This opinion will be unpublished and
may not be cited except as provided by
Minn. Stat. § 480A.08, subd. 3 (1998).
STATE OF MINNESOTA
IN COURT OF APPEALS
Carol Ann Altrichter,
Commissioner of Public Safety,
Filed May 9, 2000
Crow Wing County District Court
File No. C9-99-1189
William C. Kueffner, 1140 Interchange Tower, 600 South Highway 169, St. Louis Park, MN 55426 (for appellant)
Mike Hatch, Attorney General, Darren Dejong, Assistant Attorney General, 525 Park St., Suite 500, St. Paul, MN 55103 (for respondent)
Considered and decided by Shumaker, Presiding Judge, Crippen, Judge, and Klaphake, Judge.
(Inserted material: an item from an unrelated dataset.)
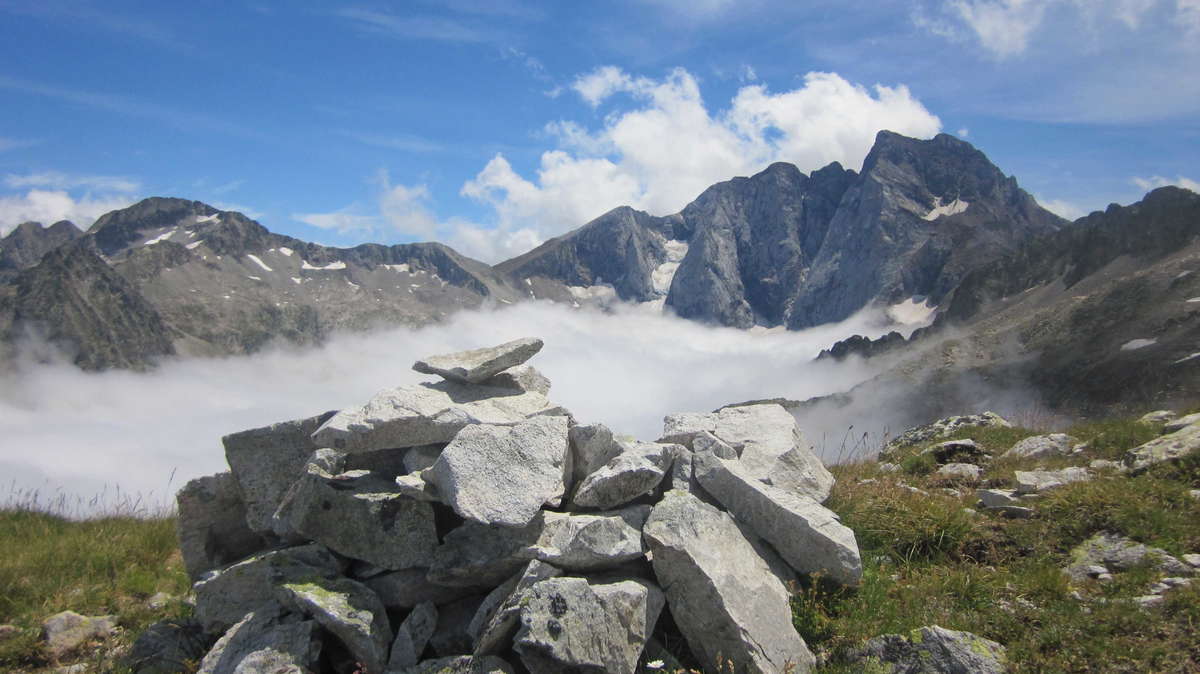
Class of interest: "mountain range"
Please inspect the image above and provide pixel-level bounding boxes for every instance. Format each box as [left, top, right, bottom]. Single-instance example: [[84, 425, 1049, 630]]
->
[[0, 131, 1200, 414]]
This appeal is from an order sustaining the revocation of appellant Carol Ann Altrichter’s driving privileges under Minn. Stat. § 169.123 (1998), following her DWI arrest on May 22, 1999. Appellant claims that the district court erred in concluding that she waived her right to counsel where her testimony was merely that she did not know her attorney’s telephone number. Because the district court found the arresting officer’s contrary testimony credible and because we must defer to that credibility determination, we affirm.
The district court found that appellant waived her right to counsel, relying on the testimony of the arresting officer, Michael Lambert, who stated that appellant did not request to consult with an attorney. See Friedman v. Commissioner of Pub. Safety, 473 N.W.2d 828, 835 (Minn. 1991) (driver afforded constitutional right to consult with attorney before determining whether to submit to chemical test during DWI arrest). Appellant testified that when she was asked whether she wished to consult with an attorney she replied, “I don’t know his telephone number,” to which Lambert replied, “[t]hen it’s a no.” She then allegedly responded, “No, I don’t have his number,” to which he again replied, “[t]hen it’s a no.”
Lambert’s testimony contradicted appellant’s. He testified that it is his standard practice to offer a DWI arrestee access to a telephone and phone books if the arrestee does not know an attorney’s telephone number. He further testified that he would not consider an arrestee to have refused testing if she did not know an attorney’s telephone number. Lambert admitted, however, that he could not remember details of appellant’s arrest, other than those included in his arrest report and in the standard implied consent advisory form that he filled out during appellant’s post-arrest processing.
The district court specifically found Lambert’s testimony more credible than appellant’s. As this court must defer to the credibility determinations made by the district court, we affirm. See Minn. R. Civ. P. 52.01; Linde v. Commissioner of Pub. Safety, 586 N.W.2d 807, 810 (Minn. App. 1998) (affirming revocation where court relied on officer’s notations on advisory form and police report, which contradicted arrestee’s testimony), review denied (Minn. Feb. 18, 1999); Wolle v. Commissioner of Pub. Safety, 413 N.W.2d 258, 260 (Minn. App. 1987) (affirming district court’s finding that driver unable to provide breath sample where finding depended on officer’s testimony, which contradicted arrestee’s testimony).